I reached out to a beautiful teacher-friend of mine, asked for help, and began an 8-week course on non-duality he was leading. My mind was soaking it all up. I loved the expansive container of this lens. It felt like the next step for me. Toward the end of the program, we came to the part where we were invited to contemplate what we subconsciously identified with, and I struggled with the exercise. I asked for help. I told him, full of confidence, that I felt I was at a place in my life where I didn't identify with roles or personality traits anymore, so I didn't know how to do the exercise (right! lol). He looked at me with wise eyes, and with a kind smile asked me about my meditation practice, and I told him about the mantra and sutra. He asked me to close my eyes, breathe deeply, feel the sutra and go all the way to its edges. While I was feeling that wide-open space, he said: "No matter how expanded the perception is, it is still a perception, it is not "it". It is an identity, therefore restrictive, therefore not who you truly are. You are so much more than Aham Brahmasmi". With his last words, I felt myself lose all reference points.
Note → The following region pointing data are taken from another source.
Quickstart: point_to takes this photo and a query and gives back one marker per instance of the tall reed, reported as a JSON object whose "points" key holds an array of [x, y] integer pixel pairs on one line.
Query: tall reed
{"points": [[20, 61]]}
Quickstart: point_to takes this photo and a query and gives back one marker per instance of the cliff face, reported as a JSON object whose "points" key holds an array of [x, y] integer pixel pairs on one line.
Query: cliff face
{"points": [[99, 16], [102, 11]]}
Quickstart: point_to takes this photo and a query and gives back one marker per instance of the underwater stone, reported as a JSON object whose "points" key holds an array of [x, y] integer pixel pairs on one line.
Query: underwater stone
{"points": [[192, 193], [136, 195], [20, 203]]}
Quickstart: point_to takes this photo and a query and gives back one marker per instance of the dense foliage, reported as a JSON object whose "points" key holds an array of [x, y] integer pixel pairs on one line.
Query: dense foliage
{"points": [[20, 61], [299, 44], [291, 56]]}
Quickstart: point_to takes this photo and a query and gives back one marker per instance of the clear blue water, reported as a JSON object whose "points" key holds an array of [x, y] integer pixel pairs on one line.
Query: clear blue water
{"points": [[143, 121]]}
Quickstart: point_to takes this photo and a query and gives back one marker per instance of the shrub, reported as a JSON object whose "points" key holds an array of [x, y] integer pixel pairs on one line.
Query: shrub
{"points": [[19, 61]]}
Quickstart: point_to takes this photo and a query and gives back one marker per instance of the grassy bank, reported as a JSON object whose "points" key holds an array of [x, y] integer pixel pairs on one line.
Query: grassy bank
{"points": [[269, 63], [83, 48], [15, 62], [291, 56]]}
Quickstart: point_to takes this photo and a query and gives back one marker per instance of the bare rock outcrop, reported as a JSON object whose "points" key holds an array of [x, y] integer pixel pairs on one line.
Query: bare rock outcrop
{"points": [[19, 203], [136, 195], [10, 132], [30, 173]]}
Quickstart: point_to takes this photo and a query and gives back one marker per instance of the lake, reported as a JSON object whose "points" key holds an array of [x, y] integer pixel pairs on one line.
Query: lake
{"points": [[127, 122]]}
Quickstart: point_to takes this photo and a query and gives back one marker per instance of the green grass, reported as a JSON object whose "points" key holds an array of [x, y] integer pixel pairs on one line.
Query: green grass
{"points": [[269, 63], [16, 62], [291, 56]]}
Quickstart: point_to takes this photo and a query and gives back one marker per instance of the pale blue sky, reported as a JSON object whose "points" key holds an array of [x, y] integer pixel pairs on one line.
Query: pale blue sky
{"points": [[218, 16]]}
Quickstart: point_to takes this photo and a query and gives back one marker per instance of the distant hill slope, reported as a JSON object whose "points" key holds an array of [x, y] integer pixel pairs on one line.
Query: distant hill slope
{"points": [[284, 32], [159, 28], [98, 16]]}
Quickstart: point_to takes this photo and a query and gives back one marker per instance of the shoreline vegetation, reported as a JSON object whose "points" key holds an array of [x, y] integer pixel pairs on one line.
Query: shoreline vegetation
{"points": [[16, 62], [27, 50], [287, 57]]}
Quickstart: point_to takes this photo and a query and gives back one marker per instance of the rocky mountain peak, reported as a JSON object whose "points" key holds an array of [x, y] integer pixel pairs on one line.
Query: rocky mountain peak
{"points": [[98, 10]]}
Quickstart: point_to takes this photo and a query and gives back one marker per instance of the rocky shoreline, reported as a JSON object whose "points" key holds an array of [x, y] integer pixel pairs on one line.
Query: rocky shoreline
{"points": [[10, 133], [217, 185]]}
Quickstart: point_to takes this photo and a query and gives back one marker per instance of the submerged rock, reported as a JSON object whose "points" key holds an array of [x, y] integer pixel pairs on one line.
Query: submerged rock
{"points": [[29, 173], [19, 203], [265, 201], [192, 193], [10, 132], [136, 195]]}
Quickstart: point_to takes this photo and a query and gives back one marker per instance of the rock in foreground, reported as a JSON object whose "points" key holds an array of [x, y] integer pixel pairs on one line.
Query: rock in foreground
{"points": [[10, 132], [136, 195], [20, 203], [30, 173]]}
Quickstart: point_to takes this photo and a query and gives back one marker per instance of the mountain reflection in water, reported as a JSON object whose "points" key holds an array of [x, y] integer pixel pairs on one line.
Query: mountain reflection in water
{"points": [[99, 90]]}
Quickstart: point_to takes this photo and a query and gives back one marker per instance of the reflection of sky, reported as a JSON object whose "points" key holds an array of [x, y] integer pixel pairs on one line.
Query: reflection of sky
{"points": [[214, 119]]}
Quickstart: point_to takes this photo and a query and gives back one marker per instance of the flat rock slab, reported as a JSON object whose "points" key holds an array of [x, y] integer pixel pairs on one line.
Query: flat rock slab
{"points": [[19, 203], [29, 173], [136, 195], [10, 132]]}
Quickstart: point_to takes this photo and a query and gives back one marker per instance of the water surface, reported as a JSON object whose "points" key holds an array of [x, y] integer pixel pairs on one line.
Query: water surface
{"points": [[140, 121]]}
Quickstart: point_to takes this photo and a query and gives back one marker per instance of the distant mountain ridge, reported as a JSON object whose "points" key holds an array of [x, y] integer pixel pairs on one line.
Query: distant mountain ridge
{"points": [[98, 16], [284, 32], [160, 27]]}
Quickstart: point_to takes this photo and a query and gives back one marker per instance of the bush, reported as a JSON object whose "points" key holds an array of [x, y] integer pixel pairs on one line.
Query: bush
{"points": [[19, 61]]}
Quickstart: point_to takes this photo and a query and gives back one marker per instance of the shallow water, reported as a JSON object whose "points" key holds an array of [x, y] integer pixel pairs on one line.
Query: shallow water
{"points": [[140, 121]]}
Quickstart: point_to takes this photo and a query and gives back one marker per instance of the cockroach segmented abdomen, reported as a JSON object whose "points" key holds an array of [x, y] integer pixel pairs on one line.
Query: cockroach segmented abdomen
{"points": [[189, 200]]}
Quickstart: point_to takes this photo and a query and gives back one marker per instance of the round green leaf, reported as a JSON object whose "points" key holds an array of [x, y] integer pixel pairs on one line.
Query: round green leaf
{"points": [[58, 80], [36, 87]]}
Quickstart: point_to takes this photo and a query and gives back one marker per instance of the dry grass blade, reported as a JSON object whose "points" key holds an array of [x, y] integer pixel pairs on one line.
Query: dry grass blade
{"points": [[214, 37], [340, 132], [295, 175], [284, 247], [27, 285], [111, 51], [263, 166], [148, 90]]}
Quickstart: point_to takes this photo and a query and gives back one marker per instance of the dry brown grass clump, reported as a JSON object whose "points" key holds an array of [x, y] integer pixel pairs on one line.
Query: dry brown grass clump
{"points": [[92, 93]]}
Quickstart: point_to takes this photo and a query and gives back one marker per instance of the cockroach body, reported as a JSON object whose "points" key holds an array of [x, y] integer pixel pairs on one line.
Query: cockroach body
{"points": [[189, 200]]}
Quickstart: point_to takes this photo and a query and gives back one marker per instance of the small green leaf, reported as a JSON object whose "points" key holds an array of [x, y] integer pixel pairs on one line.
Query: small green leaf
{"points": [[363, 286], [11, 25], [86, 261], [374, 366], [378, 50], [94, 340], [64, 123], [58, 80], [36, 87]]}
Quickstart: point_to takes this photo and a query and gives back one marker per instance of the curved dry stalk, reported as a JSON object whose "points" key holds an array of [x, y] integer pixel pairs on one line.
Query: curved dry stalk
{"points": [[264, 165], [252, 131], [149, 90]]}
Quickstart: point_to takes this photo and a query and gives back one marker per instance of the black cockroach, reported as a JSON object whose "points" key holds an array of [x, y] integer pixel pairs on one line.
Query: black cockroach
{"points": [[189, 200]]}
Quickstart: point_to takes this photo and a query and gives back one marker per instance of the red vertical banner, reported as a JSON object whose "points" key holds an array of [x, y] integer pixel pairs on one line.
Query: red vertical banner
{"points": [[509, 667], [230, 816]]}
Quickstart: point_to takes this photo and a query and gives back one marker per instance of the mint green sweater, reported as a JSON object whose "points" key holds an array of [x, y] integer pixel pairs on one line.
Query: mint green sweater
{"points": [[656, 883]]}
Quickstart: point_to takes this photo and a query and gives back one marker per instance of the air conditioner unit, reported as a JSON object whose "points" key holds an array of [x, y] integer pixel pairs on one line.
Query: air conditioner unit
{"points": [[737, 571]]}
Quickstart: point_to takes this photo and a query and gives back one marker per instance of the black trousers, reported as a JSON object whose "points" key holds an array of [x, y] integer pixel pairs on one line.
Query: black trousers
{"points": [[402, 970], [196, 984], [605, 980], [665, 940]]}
For a moment, I was floating in nothingness, with nowhere to land, nothing to hold on to. He was with me, and I trusted him, so I stayed with the experience until it settled and I opened eyes. I didn't know who I was anymore. I knew I wasn't anything I had known myself to be up until now. I began to understand that I was more of a creative and unfolding process than anything fix, impossible to pin down, to arrest, to identify, to limit. This felt a little scary but more exhilarating than anything I'd experienced before.
 
This new consciousness brought me to a place where I became highly aware that the only thing I truly knew was "I AM", and that what comes after will come and go. Discerning these words that followed "I AM", whether they be in my thoughts, my meditation, or said out loud, was essential to maintaining emotional freedom, flow, peace, and harmony within myself, as well as a deep connection to my divine creative source. I realized that my human intentions and expressions in this life couldn't stay stagnant and that my spiritual practices needed to remain fluid and adapt to where I was heading. I stopped being hard on myself when chaos ensued. I saw it as a prediction of change ahead, often bringing a new level of awareness.
 
Since then, I have had many shifts in my daily spiritual practice. I've come to understand that when I hold on to something that used to work, even if it was beneficial, meaningful and life-changing at some point in my life, it is important to revisit it, to soften my gaze, and adjust my perspective.
 
When our body breaks down from an illness, an injury, or a traumatic event that happens to a friend or a family member, and we find ourselves incapable of meditating, praying, doing yoga, connecting like we used to before, let's stop and reassess. What if instead of seeing it as a personal failure, we saw it as an invitation to expand to a new level of consciousness? What if letting go of the sacred practice is what is needed to allow a more expanded way to be with Source?
 
If you haven't read How To Know God by Deepak Chopra, I highly recommend it. It helps navigate your way through shifts in consciousness, recognizing where you find yourself and where you are going, so you can trust and surrender more easily.
 
Nothing happens by happenstance. So next time things fall apart, see if you can bring in a different lens. Perhaps even bring a little smile to your face, showing your gratitude for the opportunity to grow and deepen your spiritual experience on this earth. It's not always easy, but the expansion is well worth the ride.